Antes de que hubiera palabra y diálogo, la forma de expresión del mundo era el silencio. Previo a que apareciera el autonombrado hombre, las cosas (animales, ríos, montes, flores, noche, lluvia) expresaban su ser en silencio; digamos que el gruñido del leopardo, el golpeteo del aguacero, el roce del río con sus orillas, el silbido de los árboles con la rozadura del viento, o la explosión de un volcán, no eran palabras sino ruidos, siendo el ruido mismo cosa que había que nombrar, explicar. Ojo: no he dicho “objeto”.
Otra manera antigua de llamar al mundo (que incluía cielo y tierra), era comarca, vocablo que devino en región y luego pasó a ser un arcaísmo que se conserva en los cuentos populares (los Grimm, Chaucer, etcétera). A la comarca pertenecían las cosas del mundo y su manera de relación tenía dos movimientos: la comarca yendo de manera permanente hacia las cosas y las cosas hacia la comarca. Tal doble movimiento implicaba una doble pertenencia: las cosas pertenecían a la comarca y la comarca a las Cosas. En este ir yendo dual e ir perteneciendo dual ninguna de ambas partes llegaba a “trascenderse”, como la ciencia y la técnica “trascienden” a su “objeto”. Aunque hablemos de un pasado remotísimo, la cuestión no ha variado hoy, a pesar de que el vocablo comarca ya no se use.
Si por un instante nos detenemos a pensar en aquel antediluviano silencio, compuesto de múltiples silencios, y cerramos los ojos casi podríamos escucharlo. Si en este detenimiento oscuro hiciéramos presente aquel inmemorial acontecimiento de la doble pertenencia y del doble movimiento de comarca y osas los miraríamos. Sólo escuchar el silencio y ver el mundo sin hombres. Faltaría la palabra, el habla, el diálogo.
Era el instante previo a la aparición del autonombrado hombre. ¿Qué motivos habría para su aparición en la trama espacial que escuchamos y vimos en la mente? Si las cosas eran en silencio, no podían nombrarse unas a otras, ni el tigre a la amapola, ni la amapola al viento. Sin tomar su parecer ni acordar jurídicamente el acto, la comarca y sus múltiples relaciones otorgaron a una cosa, hoy llamada especie, la palabra, para nombrar las cosas. Esa especie fue el autodenominado hombre u homo sapiens. La posibilidad de nombrar le fue otorgada; no la eligió él. Digamos que fue un acuerdo de hecho, fáctico, entre las cosas, la comarca y esa especie, el autodesiganado ser humano. Y entonces se pudo escuchar el silencio, los silencios, y luego decir: amapola, río, leopardo, monte, lluvia, fuego, dios.
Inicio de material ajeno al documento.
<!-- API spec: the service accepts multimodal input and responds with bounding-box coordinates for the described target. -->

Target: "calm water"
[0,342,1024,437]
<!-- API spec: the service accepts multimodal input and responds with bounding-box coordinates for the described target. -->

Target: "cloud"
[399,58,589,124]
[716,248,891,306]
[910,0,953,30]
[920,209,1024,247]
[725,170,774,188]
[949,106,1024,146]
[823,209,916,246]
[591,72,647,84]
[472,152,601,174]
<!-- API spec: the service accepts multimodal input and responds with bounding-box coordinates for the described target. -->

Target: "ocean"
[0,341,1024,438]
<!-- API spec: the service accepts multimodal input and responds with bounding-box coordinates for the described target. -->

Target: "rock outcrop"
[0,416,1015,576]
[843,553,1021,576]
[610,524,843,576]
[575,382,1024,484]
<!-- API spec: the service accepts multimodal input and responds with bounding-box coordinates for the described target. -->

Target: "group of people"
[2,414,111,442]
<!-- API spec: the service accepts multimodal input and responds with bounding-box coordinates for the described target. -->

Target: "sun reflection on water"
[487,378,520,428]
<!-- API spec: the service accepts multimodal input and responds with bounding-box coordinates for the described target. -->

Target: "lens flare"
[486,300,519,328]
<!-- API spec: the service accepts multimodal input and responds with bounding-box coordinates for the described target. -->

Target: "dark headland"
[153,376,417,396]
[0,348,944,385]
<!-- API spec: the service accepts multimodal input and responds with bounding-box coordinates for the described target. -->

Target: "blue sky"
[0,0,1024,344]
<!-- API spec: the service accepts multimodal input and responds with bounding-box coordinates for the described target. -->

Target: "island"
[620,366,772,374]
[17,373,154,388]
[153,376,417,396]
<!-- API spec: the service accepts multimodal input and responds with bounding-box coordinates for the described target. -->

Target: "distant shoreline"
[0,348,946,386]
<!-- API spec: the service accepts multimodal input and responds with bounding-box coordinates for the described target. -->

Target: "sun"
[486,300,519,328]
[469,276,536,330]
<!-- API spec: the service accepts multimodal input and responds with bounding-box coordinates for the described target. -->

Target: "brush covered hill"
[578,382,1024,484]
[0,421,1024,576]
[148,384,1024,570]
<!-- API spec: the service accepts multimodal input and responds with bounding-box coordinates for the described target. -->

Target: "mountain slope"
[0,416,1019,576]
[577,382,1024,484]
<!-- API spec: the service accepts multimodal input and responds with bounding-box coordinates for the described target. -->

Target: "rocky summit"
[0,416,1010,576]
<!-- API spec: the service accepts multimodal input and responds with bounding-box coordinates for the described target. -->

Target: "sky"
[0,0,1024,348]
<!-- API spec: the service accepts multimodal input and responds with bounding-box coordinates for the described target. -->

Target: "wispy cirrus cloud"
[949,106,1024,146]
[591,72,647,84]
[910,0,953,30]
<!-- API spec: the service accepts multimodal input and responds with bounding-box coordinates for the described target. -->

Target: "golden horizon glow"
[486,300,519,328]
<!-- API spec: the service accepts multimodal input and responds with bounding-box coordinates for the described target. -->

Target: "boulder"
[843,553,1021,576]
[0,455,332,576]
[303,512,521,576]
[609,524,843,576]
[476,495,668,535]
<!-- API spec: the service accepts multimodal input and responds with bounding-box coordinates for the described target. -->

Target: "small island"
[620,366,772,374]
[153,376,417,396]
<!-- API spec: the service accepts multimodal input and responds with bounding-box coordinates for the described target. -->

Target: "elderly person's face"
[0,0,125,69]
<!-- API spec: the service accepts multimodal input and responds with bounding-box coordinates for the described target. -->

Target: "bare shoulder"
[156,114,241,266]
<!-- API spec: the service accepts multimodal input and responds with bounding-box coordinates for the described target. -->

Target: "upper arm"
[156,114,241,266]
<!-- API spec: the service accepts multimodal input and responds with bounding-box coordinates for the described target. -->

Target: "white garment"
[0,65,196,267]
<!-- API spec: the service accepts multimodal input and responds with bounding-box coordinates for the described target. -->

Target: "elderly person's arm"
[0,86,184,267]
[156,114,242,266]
Y no surgió para nombrar una sola vez; también para guardar memoria de lo nombrado, para testimoniarlo y hacerlo historia. Primero en la horizontalidad terrestre y luego en la verticalidad metafísica, para ser palabra en diálogo y, con ello, gestar una cultura aquí y otra allá, en distintos momentos de la comarca o mundo.
La doble pertenencia no se perdió porque una de las partes de la comarca pudiera nombrar las cosas y ser palabra en diálogo (con los Dioses y luego con un solo Dios en la línea Occidental). El autonombrado homo sapiens siguió perteneciendo a la comarca como ella a él, y siguió yendo a ella como ella a él. Por lo tanto, este mamífero debió haber seguido utilizando de la comarca lo necesario para su función fundamental y la comarca seguirle ofreciendo lo que este mamífero “sapiente” necesitara. Sin embargo, para llegar a escuchar, ver, nombrar y comprender (en el sentido de abrazar) este acontecimiento asombroso, el más importante desde que el hombre fue hombre, la memoria debía crecer, afinarse y reflexionar (filosofar, ir de unas formas de la meta-física a otras) hasta dar con el sentido fundamental de la palabra, el papel del autodenominado hombre en la comarca. Ese camino sería una vuelta que implicaría muchos siglos, vuelta en la que el hombre se perdería, se equivocaría y olvidaría lo que, cuando todo era silencio, le fue otorgado de manera fáctica, de hecho.